熱烈な信奉者を持つポール・トーマス・アンダーソン監督最新作。個人的には、日本での初公開作品『ブギーナイツ』以降、『マグノリア』、『パンチドランク・ラブ』と評価はうなぎ上りだったが、その次作で一般にはPTAの最高傑作とされる『ゼア・ウィル・ビー・ブラッド』がイマイチだったので、自分はPTAのハードコアな信奉者ではないと認識している。

 

アカデミー作品賞にノミネートされ、一部では非常に高い評価を得ている本作。映画監督が、自分を主人公とするわけではなく幼少の思い出をベースに作品を作るという最近のトレンドに沿った作品。アルフォンソ・キュアロン監督『ROMA/ローマ』、ケネス・ブラナー監督『ベルファスト』、クウェンティン・タランティーノ監督『ワンス・アポン・ア・タイム・イン・ハリウッド』と同じ系譜の作品。1973年のロサンゼルスのサンフェルナンド・バレーを舞台にした本作は、1969年の同じロサンゼルスのハリウッドを舞台にした『ワンス・アポン・ア・タイム・イン・ハリウッド』と一番近い印象を受ける。それでもその二作の大きな違いは、『ワンス~』がシャロン・テート事件に集約していく展開に対して、本作はエピソードの羅列で何ら集約するポイントがないこと。メインのストーリーを持つわけではない、非常にエッセイ的な作品。いかにもPTAらしいと言えばそうであり、その落としどころのない複数の登場人物の群像劇が好みかどうかで評価が分かれると言ってもいいだろう。

 

物語は15歳の少年と10歳年上の女性との恋愛を主軸としたエピソードと言えるのだが、作品を理解する上ではそれなりの基礎知識が必要というのがこの作品のやっかいなところ。

 

『リコリス・ピザ』というタイトルが何を意味するかを理解することは、この作品の雰囲気を理解することにつながるだろう。
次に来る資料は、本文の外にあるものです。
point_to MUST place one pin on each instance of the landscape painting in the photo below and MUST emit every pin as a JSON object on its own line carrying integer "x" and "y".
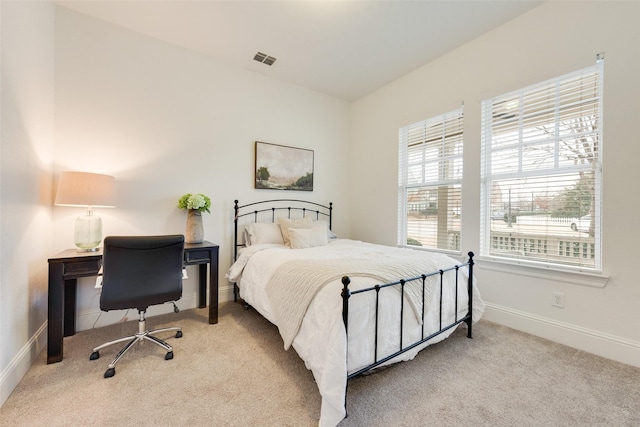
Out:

「リコリス・ピザ」は、1960年代末から1980年代後半までカリフォルニア州南部で店舗展開していたレコード・チェーンの名称。リコリスは、ジェリービーンズの中の黒いやつで知られているハーブ由来の甘味料。そしてピザから連想されるのは円型。つまり「リコリス・ピザ」は、黒い円型と頭文字をかけたLPレコードの隠語。その店名はなかなかしゃれている。しかし、この映画の中で、レコード・チェーンの「リコリス・ピザ」が印象的に登場することはない。つまり、あくまで70年代前半のカリフォルニア南部をイメージさせるキーワードとしてタイトルに使われているだけ。そうしたアメリカ文化のディテールを理解しているかどうかが、この作品をフルに楽しめるかどうかにかかってくるという一般的な日本人にとってはかなりハードルの高い作品が本作。登場人物のほとんどにリアルなモデルがあり、クーパー・ホフマン演じる主人公ゲイリーのモデルが、映画プロデューサーのゲイリー・ゴーツマンと聞いても「誰それ?」というのが普通のリアクションだろう。

 

しかも、出演している俳優陣のほとんどがPTAと個人的なつながりのある、いわゆる身内。主役を演じた二人のうちの一人クーパー・ホフマンは言うまでもなくフィリップ・シーモア・ホフマンの息子。フィリップ・シーモア・ホフマンは、PTAの過去作の過半数の作品(『ハード・エイト』 『ブギーナイツ』 『マグノリア』 『パンチドランク・ラブ』 『ザ・マスター』)に出演しているいわゆる「PTA組」。その息子は家族ぐるみの付き合いがあったことだろう(彼は役者になることには全く興味がなかったが、PTAに説得されてこの作品の出演を決めた)。そしてもう一人のアラナ・ケインは、地元出身の三姉妹からなるロックバンド「HAIM」のギタリスト。PTAはHAIMのPVを9作品(その中で一番PTAらしいと思われるのは"Now I'm in It"のPV)制作している関係。その関係は三姉妹の母親(本作に登場している主人公の姉二人と両親は実際の姉と両親)がPTAの小学校時代の美術教師ということから始まっている。つまり、この作品は非常にPTAの私的な作品。PTAにしてみれば、ホームビデオを撮っている感覚だったことだろう。

 

「15歳の少年と10歳年上の女性との恋愛」と聞けば「青い性」をイメージするが、意外にもプラトニック。であれば爽やかなティーンのピュアな関係かと言えば、15歳でありながら人気ドラマの子役でありウォーターベッド販売の会社を設立しピンボールのゲームセンターを経営するビジネスマン(これはゲイリー・ゴーツマンの実話に基づくエピソード)という特殊なキャラクターゆえそれも違うという、一筋縄ではいかない物語。結局、PTAらしさを受け入れることができるかどうかがこの作品の評価の分かれ目となるだろう。ハードコアな信奉者ではない自分は、かなり退屈してしまったというのが正直なところ。PTAの理解者にはたまらない作品であろうことは感じられたが。